What is it about crime fiction that particularly appeals to you as a genre?
Crime fiction deals with transgression. At its best the genre can serve as a trenchant vehicle to explore social, psychological, ideological, legal, and moral borders; how these borders are established and maintained, violated and redrawn; what they protect and what they deny; who polices them and under whose authority.
What’s Oxblood about?
Oxblood’s about three generations of mothers living together in 1980s’ Wythenshawe, Manchester. The family’s criminal patriarchs might be dead, but their violent legacy haunts these women. It traps them together but keeps them apart. Their home is also literally haunted by the cheerful ghost of a murdered lover.
What does it mean to you to be shortlisted for the Charlotte Aitken Young Writer Award? This isn’t the first time you’ve been shortlisted and longlisted – how important is it to make the list, long or short, as a young writer?
Oxblood took a long time to write and a long time to get published – and so I feel incredibly lucky. So many books slip under the radar. It couldn’t be more surreal and encouraging to be recognised by prize judges whose own writing I admire, and to be shortlisted for an award that has championed so many talented writers whose work means something to me.
Noirwich is returning this year – would you say Norwich is one of the top cities in the world when it comes to celebrating that style of writing?
I co-programme Noirwich Crime Writing Festival with my UEA colleagues Professor Henry Sutton and Dr Nathan Ashman, alongside an amazing Arts & Humanities events team. September 2023 sees Noirwich celebrate its tenth anniversary, and we’re curating our boldest line-up yet: one that represents the genre vanguard. We’re looking at where crime writing is today and where it might be going in the future. Look out for festival announcements soon on social media. I also teach on UEA’s part-time MA in Crime Fiction. Students write crime novels over two years. We’ve had two dozen published graduates since 2017, many of them award winners.
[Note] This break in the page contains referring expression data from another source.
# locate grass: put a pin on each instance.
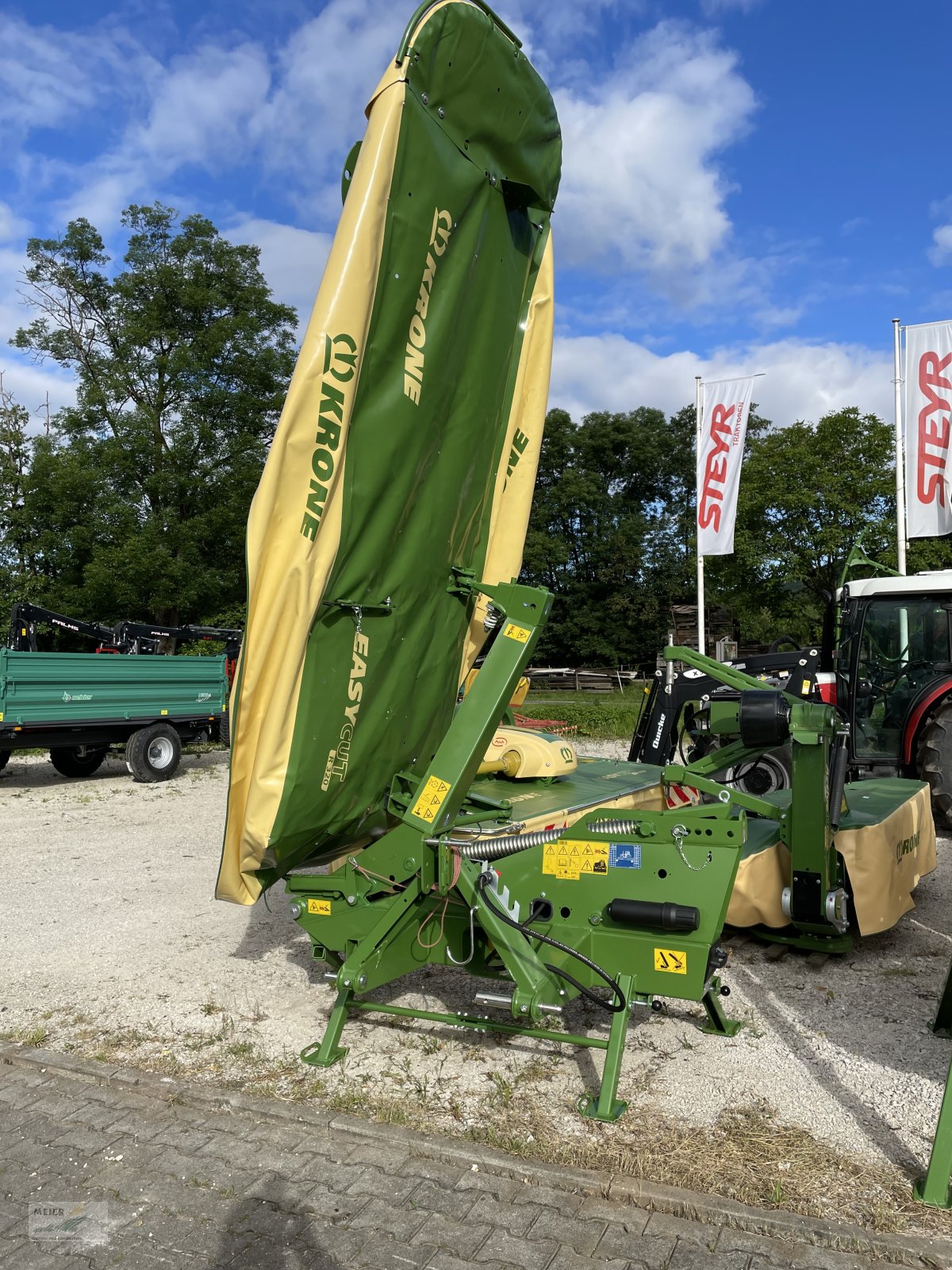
(597, 715)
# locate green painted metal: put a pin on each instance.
(414, 899)
(479, 141)
(935, 1189)
(75, 689)
(803, 817)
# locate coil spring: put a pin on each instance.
(494, 849)
(621, 827)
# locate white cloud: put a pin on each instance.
(641, 188)
(202, 108)
(712, 8)
(803, 381)
(31, 385)
(941, 249)
(50, 76)
(292, 260)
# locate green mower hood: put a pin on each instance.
(405, 454)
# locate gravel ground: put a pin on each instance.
(112, 944)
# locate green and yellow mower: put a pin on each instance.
(382, 549)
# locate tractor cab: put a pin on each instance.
(894, 664)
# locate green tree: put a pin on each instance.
(137, 503)
(602, 535)
(808, 495)
(16, 559)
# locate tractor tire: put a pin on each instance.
(933, 760)
(152, 753)
(78, 760)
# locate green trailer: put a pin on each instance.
(80, 705)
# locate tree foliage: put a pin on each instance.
(137, 502)
(133, 503)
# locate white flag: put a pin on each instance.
(928, 410)
(724, 425)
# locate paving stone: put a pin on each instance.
(507, 1217)
(582, 1236)
(279, 1138)
(443, 1260)
(338, 1244)
(333, 1206)
(806, 1257)
(89, 1142)
(689, 1257)
(94, 1115)
(133, 1127)
(632, 1245)
(29, 1257)
(184, 1137)
(549, 1197)
(613, 1210)
(440, 1199)
(367, 1183)
(568, 1260)
(512, 1251)
(778, 1253)
(17, 1096)
(460, 1237)
(400, 1222)
(433, 1172)
(664, 1226)
(386, 1254)
(380, 1156)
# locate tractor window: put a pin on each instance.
(904, 643)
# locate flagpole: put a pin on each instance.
(697, 495)
(900, 479)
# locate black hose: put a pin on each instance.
(613, 1007)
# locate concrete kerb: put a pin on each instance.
(935, 1254)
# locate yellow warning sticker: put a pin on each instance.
(670, 960)
(432, 798)
(518, 633)
(570, 860)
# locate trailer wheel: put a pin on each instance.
(78, 760)
(152, 753)
(933, 759)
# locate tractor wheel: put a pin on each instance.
(933, 760)
(78, 760)
(152, 753)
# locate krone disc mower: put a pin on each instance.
(382, 549)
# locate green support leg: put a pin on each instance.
(935, 1187)
(717, 1022)
(605, 1106)
(328, 1052)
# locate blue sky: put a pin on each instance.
(747, 184)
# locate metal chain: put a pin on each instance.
(678, 833)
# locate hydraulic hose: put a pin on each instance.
(613, 1007)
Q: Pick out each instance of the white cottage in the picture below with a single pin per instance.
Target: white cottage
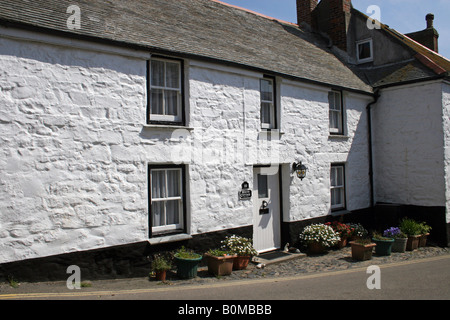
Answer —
(132, 127)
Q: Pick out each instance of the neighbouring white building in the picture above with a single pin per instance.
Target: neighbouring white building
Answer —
(130, 127)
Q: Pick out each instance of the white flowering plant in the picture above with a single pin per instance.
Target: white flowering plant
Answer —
(239, 245)
(320, 233)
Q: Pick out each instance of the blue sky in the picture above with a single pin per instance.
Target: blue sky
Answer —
(402, 15)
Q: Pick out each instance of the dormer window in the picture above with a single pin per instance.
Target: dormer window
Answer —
(364, 51)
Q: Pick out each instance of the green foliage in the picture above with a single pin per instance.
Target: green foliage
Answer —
(410, 227)
(184, 253)
(161, 263)
(239, 245)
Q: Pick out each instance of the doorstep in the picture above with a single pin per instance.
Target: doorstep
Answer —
(276, 256)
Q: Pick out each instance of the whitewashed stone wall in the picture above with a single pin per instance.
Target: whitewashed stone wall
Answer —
(75, 148)
(409, 150)
(307, 139)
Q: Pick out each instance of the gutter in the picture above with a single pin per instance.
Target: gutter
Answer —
(369, 128)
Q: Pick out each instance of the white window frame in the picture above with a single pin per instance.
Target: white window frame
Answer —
(168, 227)
(271, 103)
(337, 99)
(178, 118)
(337, 169)
(358, 43)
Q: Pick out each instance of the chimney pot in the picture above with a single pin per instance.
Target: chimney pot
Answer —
(430, 19)
(304, 11)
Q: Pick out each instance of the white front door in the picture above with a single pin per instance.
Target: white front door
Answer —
(266, 210)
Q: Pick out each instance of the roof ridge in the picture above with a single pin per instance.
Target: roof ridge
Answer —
(255, 13)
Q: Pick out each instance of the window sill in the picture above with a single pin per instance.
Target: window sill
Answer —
(271, 131)
(338, 136)
(167, 127)
(170, 238)
(339, 212)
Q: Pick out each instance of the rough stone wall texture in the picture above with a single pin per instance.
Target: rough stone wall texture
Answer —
(446, 126)
(408, 146)
(75, 149)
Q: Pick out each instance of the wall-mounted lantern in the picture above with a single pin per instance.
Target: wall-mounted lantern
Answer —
(300, 169)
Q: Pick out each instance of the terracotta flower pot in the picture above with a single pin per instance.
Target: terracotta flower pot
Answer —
(361, 251)
(342, 243)
(241, 262)
(220, 266)
(187, 268)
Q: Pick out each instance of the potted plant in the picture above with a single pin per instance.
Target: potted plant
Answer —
(411, 228)
(220, 262)
(359, 232)
(400, 239)
(187, 263)
(362, 249)
(384, 244)
(343, 230)
(319, 237)
(424, 231)
(160, 265)
(241, 247)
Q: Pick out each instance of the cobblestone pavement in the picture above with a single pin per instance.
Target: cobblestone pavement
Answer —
(333, 260)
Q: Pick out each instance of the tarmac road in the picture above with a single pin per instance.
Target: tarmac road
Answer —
(424, 279)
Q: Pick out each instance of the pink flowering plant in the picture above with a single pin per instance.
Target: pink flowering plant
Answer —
(320, 233)
(239, 245)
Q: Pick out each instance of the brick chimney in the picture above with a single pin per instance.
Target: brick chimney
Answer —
(329, 16)
(428, 37)
(339, 18)
(305, 10)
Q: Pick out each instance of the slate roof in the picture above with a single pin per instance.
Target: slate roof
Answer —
(195, 28)
(424, 64)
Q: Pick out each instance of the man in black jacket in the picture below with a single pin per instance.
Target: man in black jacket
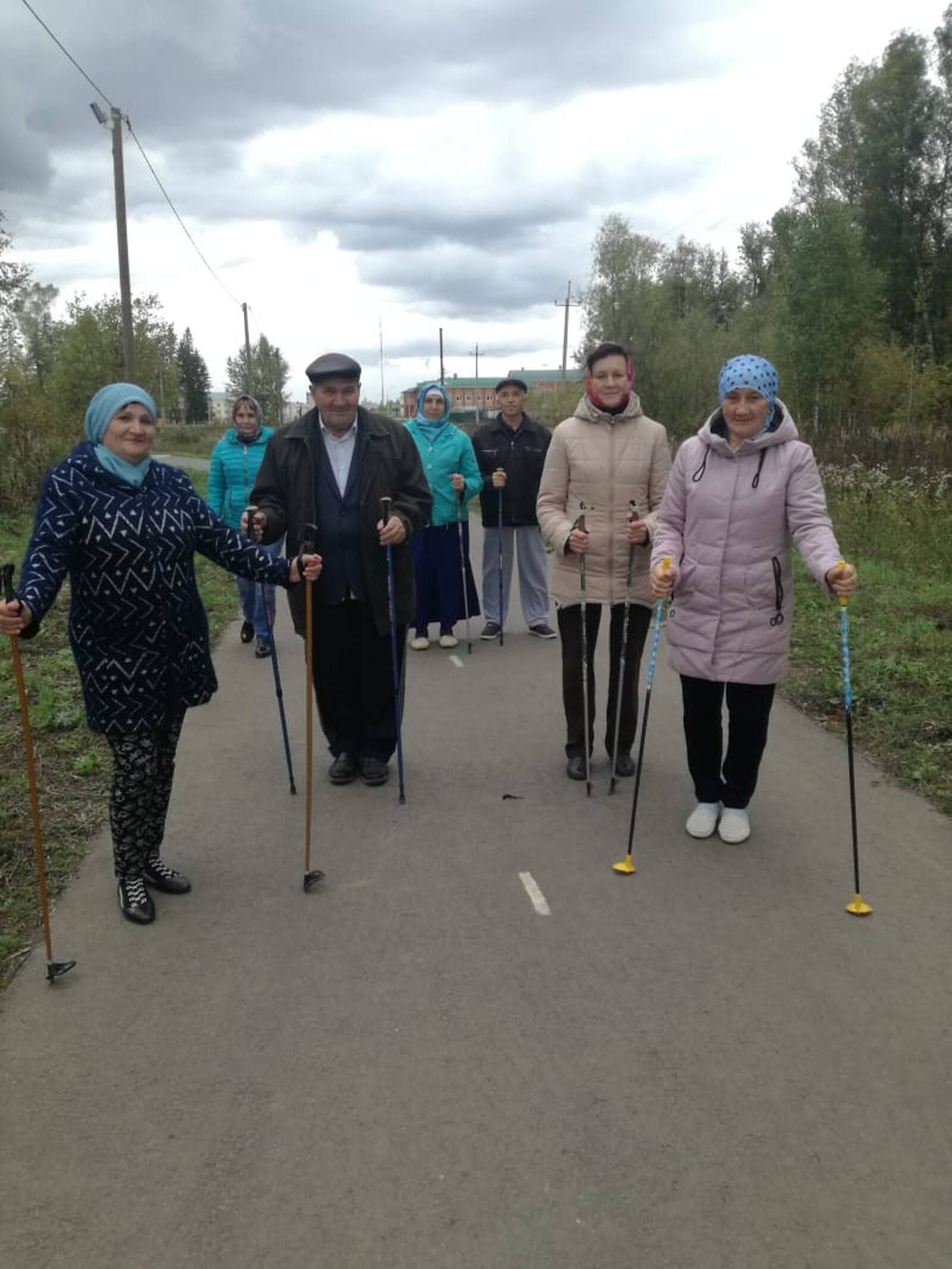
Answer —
(331, 469)
(511, 452)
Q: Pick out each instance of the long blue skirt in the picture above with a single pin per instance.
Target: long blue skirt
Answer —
(439, 576)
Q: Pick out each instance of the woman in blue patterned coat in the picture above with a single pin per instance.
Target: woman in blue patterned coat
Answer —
(125, 528)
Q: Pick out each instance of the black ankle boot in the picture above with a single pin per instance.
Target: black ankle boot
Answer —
(160, 876)
(135, 901)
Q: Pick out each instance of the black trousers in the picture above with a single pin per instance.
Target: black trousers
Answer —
(353, 679)
(570, 632)
(144, 766)
(748, 717)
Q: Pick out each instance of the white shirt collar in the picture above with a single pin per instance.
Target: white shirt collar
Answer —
(348, 434)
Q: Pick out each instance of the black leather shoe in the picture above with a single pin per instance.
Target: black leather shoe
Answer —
(625, 764)
(160, 876)
(374, 770)
(343, 769)
(135, 901)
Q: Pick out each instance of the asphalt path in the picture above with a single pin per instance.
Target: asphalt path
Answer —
(428, 1064)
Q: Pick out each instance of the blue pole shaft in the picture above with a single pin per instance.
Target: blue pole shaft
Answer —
(502, 621)
(650, 679)
(848, 703)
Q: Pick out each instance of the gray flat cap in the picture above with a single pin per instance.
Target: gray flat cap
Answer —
(337, 366)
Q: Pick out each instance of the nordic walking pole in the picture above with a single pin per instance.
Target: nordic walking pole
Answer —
(625, 867)
(311, 876)
(54, 969)
(392, 604)
(462, 565)
(502, 616)
(581, 524)
(857, 908)
(278, 692)
(632, 516)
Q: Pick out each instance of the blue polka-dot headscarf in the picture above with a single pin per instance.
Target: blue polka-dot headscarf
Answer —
(750, 372)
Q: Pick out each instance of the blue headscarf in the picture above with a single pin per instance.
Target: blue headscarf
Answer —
(752, 372)
(431, 428)
(99, 414)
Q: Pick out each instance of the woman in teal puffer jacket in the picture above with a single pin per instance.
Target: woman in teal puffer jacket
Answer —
(453, 475)
(231, 478)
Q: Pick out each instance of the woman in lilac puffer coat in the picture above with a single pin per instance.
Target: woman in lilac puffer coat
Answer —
(738, 493)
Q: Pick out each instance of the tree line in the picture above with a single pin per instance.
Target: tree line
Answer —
(50, 367)
(848, 289)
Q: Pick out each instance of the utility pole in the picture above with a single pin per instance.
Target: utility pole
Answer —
(129, 348)
(566, 303)
(248, 352)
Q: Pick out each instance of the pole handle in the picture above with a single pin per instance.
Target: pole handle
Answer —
(842, 564)
(308, 541)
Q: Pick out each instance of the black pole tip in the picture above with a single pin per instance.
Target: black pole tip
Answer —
(58, 969)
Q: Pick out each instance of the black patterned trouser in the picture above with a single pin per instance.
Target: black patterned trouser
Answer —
(144, 764)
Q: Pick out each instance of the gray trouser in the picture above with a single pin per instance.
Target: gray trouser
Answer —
(534, 584)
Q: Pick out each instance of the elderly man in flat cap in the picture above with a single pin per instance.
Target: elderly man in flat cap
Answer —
(512, 452)
(331, 469)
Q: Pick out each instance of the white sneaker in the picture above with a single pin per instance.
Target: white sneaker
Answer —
(734, 825)
(703, 819)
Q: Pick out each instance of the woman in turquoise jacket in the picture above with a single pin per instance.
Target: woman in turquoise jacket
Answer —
(231, 478)
(453, 475)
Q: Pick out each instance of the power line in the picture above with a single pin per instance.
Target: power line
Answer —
(65, 50)
(174, 211)
(139, 145)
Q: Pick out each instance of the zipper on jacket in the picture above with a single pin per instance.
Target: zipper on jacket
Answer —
(777, 619)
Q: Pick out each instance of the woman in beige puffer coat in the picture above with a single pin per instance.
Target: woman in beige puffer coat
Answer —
(608, 456)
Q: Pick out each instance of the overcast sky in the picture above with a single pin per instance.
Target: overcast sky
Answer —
(418, 165)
So, yes: there’s something about the Fine City that seems to champion a life of crime.
What’s next for you? Your next book is in a nightclub? A northern nightclub – or has Norwich nightlife inspired you in any way?
My next novel, to misquote Collette, is about dancing, light, freedom, music – and northern ghosts. It’s framed around a Manchester nightclub. However, I did work in Norwich clubs on Prince of Wales Road as a student. Those experiences will no doubt fold into the novel in some way, somehow.